Week 5 — Graphs Intro: BFS, DFS, and the Topological Mindset

Theme: A graph is just nodes + edges, but the mental shift from trees to graphs is the visited set. Without it, every graph algorithm loops forever. Every problem this week is, at its core, “the right traversal with the right state.” Time budget: ~8 hours focused work; ~14 hours including the LC bank. Hard rule: every graph problem solved twice — once with BFS, once with DFS. State which version you’d ship and why (memory shape, recursion depth, level-distance need).


Why this week

Weeks 3–4 gave you tree recursion fluency. Trees are connected, acyclic, and rooted — three luxuries that disappear in graphs. This week strips each one away:

  1. Implicit graphs are the norm. Most interview “graph” problems are NOT given an adjacency list. The grid in Number of Islands, the prerequisite list in Course Schedule, the word-ladder dictionary — you’re handed input that encodes a graph. Recognizing the implicit graph is half the problem. The faster you reframe “this is a graph where nodes are X and edges are Y,” the faster you solve it.
  2. The visited set is non-negotiable. Trees can’t cycle. Graphs can. Every BFS/DFS this week needs explicit cycle-prevention. The mistake of “forgetting visited” causes 30% of failed graph attempts in real interviews. Burn the discipline in this week.
  3. BFS distance = unweighted shortest path.

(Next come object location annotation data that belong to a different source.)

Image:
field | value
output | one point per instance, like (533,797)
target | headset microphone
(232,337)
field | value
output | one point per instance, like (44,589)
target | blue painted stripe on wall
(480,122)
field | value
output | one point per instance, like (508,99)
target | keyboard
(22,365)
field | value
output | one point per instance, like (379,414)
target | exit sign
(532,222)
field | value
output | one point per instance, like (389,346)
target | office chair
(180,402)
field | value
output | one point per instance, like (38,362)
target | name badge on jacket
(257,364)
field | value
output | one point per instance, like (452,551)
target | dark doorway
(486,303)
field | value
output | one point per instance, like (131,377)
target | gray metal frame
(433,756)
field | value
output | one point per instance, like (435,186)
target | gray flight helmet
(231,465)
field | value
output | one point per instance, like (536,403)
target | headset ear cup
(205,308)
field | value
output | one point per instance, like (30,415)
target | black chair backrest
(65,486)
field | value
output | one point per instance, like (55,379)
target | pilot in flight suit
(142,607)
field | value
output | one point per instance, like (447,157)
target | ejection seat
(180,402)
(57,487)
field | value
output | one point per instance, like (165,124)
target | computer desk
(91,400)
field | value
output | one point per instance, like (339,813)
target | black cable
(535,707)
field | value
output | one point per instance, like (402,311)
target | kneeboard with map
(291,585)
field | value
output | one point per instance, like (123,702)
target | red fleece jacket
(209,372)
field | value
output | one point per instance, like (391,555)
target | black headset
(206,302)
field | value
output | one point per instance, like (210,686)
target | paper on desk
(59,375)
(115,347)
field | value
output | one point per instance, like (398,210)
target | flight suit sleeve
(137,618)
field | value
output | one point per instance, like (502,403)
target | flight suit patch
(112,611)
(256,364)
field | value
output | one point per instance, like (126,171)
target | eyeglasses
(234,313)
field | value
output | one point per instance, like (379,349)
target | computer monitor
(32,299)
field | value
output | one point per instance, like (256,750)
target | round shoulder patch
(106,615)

Once you internalize that the level number in BFS is the distance from source, half of “shortest path” problems become BFS + level snapshot — the exact pattern from p20. Word Ladder, Rotting Oranges, Open the Lock — they’re all the same skeleton.
  4. Topological sort = “cycle detection + ordering” combo. Course Schedule is the gateway. Kahn’s BFS variant and DFS-coloring variant are both ~20 lines; both are reusable templates that recur in build systems, scheduler kernels, and ML pipelines.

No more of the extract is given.